Converge Time: These three sensors are compared just after power on and three minutes later to test the converge time for XSENS.
Changes of Magnetic Fields: The sensors are used in the metallic and non-metallic environment to test the influence of magnetic field for a magnetic compass.
GPS-denied or Not: The magnetic compass is replaced by the flight controller we used in outdoor experiments, but the GPS is invalid in the internal environment. So, the influence of GPS can be displayed.

4.4.1. Testing the Converge Time

These experiments are executed in a non-metallic environment (including pan-tilt and frame). The pan-tilt mounts a camera running PLVC, XSENS and a magnetic compass DCM260B. Here, the magnetic compass data was considered as ground truth because in this case, no magnetic field changes interfere with the working of the magnetic compass. These three sensors were compared just after being powered on and three minutes later to test the converge time for XSENS. In order to show the converging process, these experiments were only run on the static body in the static scene (ScSe), so the ground truth is 0 degrees. Figure 15 confirms the truth that XSENS does need a long time to converge. It performs well once finishing converging. However, this condition limits the usage of XSENS when it is expected to be used just after being powered on in some situations. In contrast, our PLVC does not need to wait for this period of time and can be used plug-and-play. Besides, the magnetic compass can be thought of as ground truth when there is no distribution from magnetic field changes.

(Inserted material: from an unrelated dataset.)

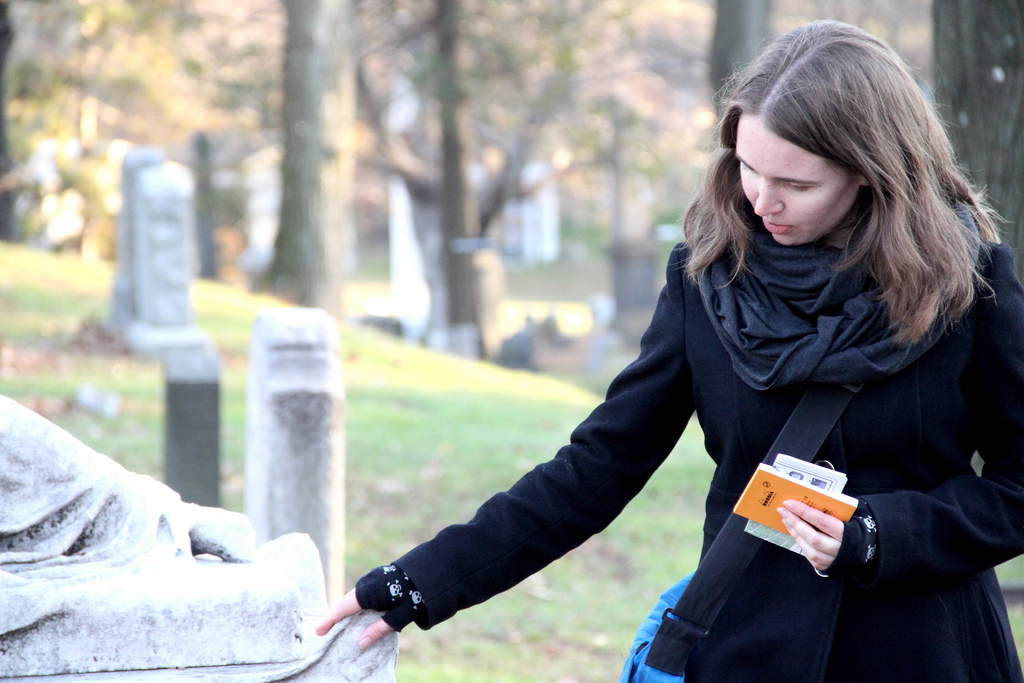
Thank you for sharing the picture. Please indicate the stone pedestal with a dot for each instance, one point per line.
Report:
(295, 455)
(192, 426)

4.4.2. Testing the Changes of Magnetic Fields

Magnetic compasses are always used in UAVs to estimate the orientation angles. However, there is a crucial flaw that the magnetic compass is very susceptible to being disturbed by the surrounding magnetic field. To illustrate this influence factor, we use two single-axis pan-tilts made from different materials for the rotating body in static environments (RcSe). The rotating body is driven by a programmed steering gear. The first single-axis pan-tilt is metallic and fixed on a metal frame. While the second one is made of a non-metallic material and fixed in a non-metallic environment. A downward-looking monocular camera running our PLVC, XSENS and a high-precise magnetic compass is mounted on both of the pan-tilts (Figure 14), and the orientation angles are collected after adequate convergence time, so the data of XSENS, the error margin of which is 1.0 degrees, can be seen as the ground truth according to Section 4.4.1 with little drift that can be ignored.

Note: The rotation angles of XSENS are equal to the control directions for the steering gear.

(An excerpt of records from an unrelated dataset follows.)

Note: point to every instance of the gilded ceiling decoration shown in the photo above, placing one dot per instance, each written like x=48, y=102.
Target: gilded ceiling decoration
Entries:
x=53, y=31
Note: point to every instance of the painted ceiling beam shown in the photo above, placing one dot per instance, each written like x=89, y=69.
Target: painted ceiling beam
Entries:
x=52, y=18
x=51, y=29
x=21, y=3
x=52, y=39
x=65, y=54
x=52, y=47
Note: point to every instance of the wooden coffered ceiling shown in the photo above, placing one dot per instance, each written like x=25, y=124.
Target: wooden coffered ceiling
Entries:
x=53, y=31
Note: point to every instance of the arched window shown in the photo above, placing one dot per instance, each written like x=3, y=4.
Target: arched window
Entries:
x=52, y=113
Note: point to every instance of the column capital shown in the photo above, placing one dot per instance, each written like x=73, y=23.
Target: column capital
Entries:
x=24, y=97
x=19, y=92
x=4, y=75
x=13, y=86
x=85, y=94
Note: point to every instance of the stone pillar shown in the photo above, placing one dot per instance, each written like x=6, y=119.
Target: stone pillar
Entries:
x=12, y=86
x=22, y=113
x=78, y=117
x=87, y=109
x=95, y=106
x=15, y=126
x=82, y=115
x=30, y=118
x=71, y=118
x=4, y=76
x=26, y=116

Figure 16 demonstrates that different orientation angles are obtained with the same experiments because of the different materials of the platform. A magnetic compass is more demanding on the environment and can easily be interfered with by magnetic field changes, limiting its usage on UAVs. In comparison, this issue will not happen on PLVC.

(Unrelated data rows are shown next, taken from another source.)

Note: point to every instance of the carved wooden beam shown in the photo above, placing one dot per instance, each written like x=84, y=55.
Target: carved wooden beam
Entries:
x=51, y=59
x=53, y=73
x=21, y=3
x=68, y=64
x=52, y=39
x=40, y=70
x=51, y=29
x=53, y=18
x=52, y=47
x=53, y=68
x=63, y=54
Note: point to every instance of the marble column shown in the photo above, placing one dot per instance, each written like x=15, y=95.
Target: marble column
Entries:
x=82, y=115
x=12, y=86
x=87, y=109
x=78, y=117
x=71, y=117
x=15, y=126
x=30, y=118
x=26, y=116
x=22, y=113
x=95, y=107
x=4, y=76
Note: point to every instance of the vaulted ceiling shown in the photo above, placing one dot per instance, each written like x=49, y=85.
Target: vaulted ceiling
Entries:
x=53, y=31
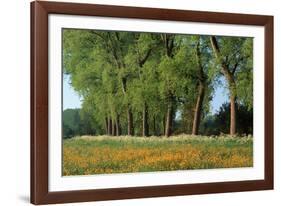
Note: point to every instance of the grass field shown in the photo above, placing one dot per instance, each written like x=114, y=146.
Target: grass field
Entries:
x=103, y=154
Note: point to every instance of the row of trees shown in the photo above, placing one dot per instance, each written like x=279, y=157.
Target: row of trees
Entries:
x=142, y=83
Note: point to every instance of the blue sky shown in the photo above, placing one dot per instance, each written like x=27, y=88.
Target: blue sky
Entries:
x=72, y=100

4.4.3. Testing the Effect of GPS

The flight controller is necessary for UAVs. PIXHAWK fuses traditional navigation sensors, such as GPS, three sets of IMUs, a magnetic compass, and a barometer. It has been proven to have excellent performance on state estimation and control. However, can flight control still work in a GPS-denied environment?

In this part, the magnetic compass in the non-metallic pan-tilt before is replaced by the flight controller PIXHAWK. Then, we run PLVC, XSENS, and PIXHAWK on the rotated pan-tilt after adequate converge time in a static environment (RcSe). So the orientation angle of XSENS can be seen as the ground truth the error margin is 1.0 degrees. The comparison is shown in Figure 17. The flight data from the flight controller is drifting seriously without GPS signal. From this perspective, using a vision method to aid traditional sensors in estimating the orientation angle is significant.

5. Conclusions

In this paper, we proposed an uncalibrated visual compass named PLVC, which uses remote sensing images to estimate the orientation angle of a UAV. Because the scene in the image can be seen as a plane, the algorithm uses both appearance and geometry information of 2D point and line features in the 3D scene. The proposed visual compass algorithm can assist the current traditional sensors well, especially when the UAV is in some particular environments, like GPS-denied, inadequate translation, and rich magnetic field changes. While traditional navigation systems and current visual compass algorithms need various sensors, most of the sensors need to be calibrated. Our methods performs well even though the illumination changed and dynamic objects appeared. It is plug-and-play and robust to noises, but uses a low-cost monocular camera without any calibrations and alignments, suitable for long-focal length cameras in UAVs. In the future, a camera could fuse with other sensors to estimate the absolute 3D attitude angles directly, rather than relative orientation angle.

6. Patents

Yu Zhang, Ying Liu, Ping Li. Zhejiang University. A directional downward-looking compass based on the visual and inertial information: China, ZL2018101196741, 27 May 2020.
Yu Zhang, Ying Liu, Ping Li. Zhejiang University. A downward-looking visual compass based on the point and line features: China, ZL2018106233944, 30 April 2021.

Author Contributions

Conceptualization, Y.L.; methodology, Y.L.; software, Y.L.; validation, Y.L.; formal analysis, Y.L. and J.T.; investigation, Y.L. and J.T.; data curation, Y.L. and J.T.; writing—original draft preparation, Y.L., J.T. and D.K.; writing—review and editing, Y.Z., Y.L., J.T. and D.K.; visualization, Y.L.; supervision, Y.Z. and P.L.; project administration, Y.Z.; funding acquisition, Y.Z. All authors have read and agreed to the published version of the manuscript.

Funding

This work was supported by the National Key Research and Development Program of China under Grant 2021ZD0201400, the National Natural Science Foundation of China (Grant No.62088101, 61673341), the Project of State Key Laboratory of Industrial Control Technology, Zhejiang University, China (No.ICT2021A10), the Fundamental Research Funds for the Central Universities (No.2021FZZX003-01-06), Double First Class University Plan (CN).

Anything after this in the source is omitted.